Several weeks have now passed this the IPPR published their recommendation that restrictions on access to benefits and public services for migrants should be lifted due to COVID-19, and as yet, the Government does not seem to have heeded this advice in the form of a blanket policy. It has, however, made some individual and limited concessions.
Do migrants with an NPRF restriction have any access to any public funds?
In limited circumstances, there are some public funding options available to migrants who are subject to NPRF restrictions, including :
- Statutory Sick Pay (SSP)
- A new style or contribution-based Jobseeker’s Allowance (JSA)
- A new style or contribution-based Employment and Support Allowance (ESA)
- Wages paid through the Coronavirus Job Retention Scheme (‘furloughed workers’)
- Coronavirus Self-employment Income Support Scheme
- Other work-related benefits that are listed here
There are other public funding sources which may be considered by migrants in the UK – these are typically exceptions which apply in very specific circumstances, including:
- Child benefit – if the child is British and the parent is a national of Algeria, Morocco, San Marino, Tunisia, and Turkey who is working lawfully in the UK?. Migrants from Barbados, Bosnia-Herzegovina, Canada, Croatia, FYR Macedonia, Israel, Jersey & Guernsey, Mauritius, Montenegro, New Zealand, and Serbia can also apply.

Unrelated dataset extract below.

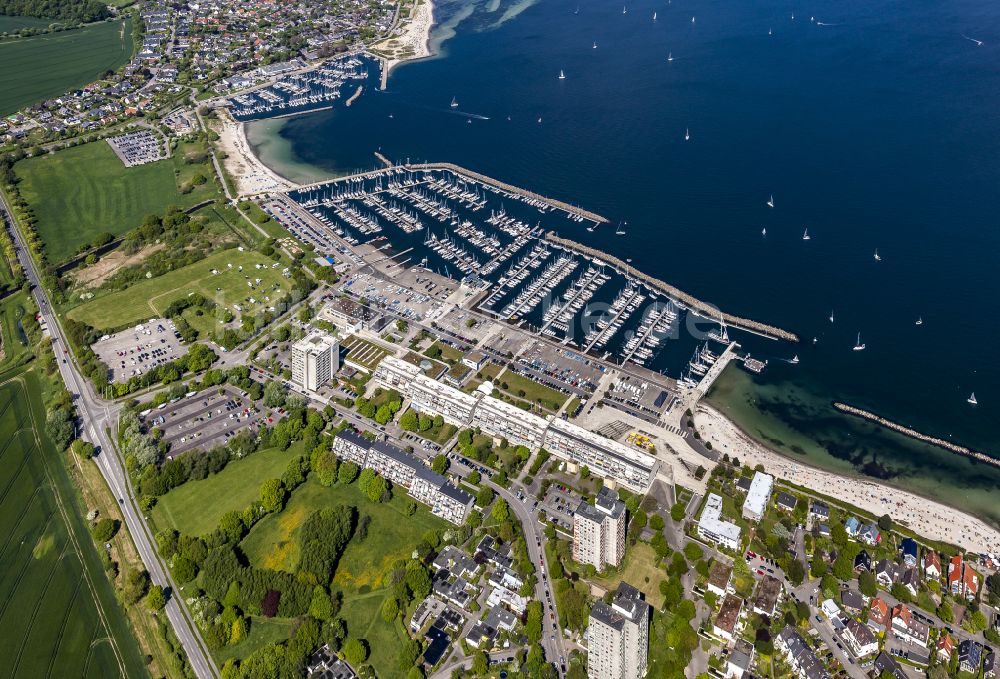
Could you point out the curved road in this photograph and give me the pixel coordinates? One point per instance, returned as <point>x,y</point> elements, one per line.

- Working tax credit – nationals of Croatia and Turkey
- Child tax credit – for nationals of Algeria, Morocco, San Marino, Tunisia and Turkey who are working lawfully in the UK
And according to a House of Commons briefing paper, there are a number of COVID-19 related policy concessions now available to some migrants with the NPRF restriction, including:
- Those facing ‘extreme hardship’ and who have been granted leave to remain on family/private life grounds may be able to request their NRPF condition be removed
- Asylum seekers will continue to be eligible for Home Office accommodation and financial support after their claims have been decided, as a temporary concession.
Other sources of help for migrants with NPRF
The Government has made available additional funding to local authorities to help vulnerable groups, including migrants subject to NPRF. According to the Home Office, the Government has made over £3.2 billion available to local authorities in England and devolved administrations to support vulnerable groups. They say that this funding will “assist local authorities across the UK with providing accommodation and support to vulnerable people who are at risk of, or who have been diagnosed with, Covid-19. We will continue to work closely with local authorities to ensure that they have the resource they need to protect people who are currently, or at risk of, sleeping rough”. As such, any migrant struggling with housing should contact their local authority immediately to discuss how they can assist.
For any migrant in the UK on a partner visa who is currently being affected by domestic violence and will be eligible for indefinite leave to remain (ILR), the Destitution Domestic Violence Concession (DDVC) is available. This provides leave for three months’ leave independent from their sponsoring partner, as well as recourse to public funds to find safe accommodation while applying for ILR.
The NPRF restriction is added to the financial difficulties already being felt by thousands of migrants in the UK as a result of COVID-19. The Government has made some concessions and migrants with NPRF can utilise very limited forms of public funding, but it will likely fall to charities and non-public funding providers to fill the gap left behind by the state.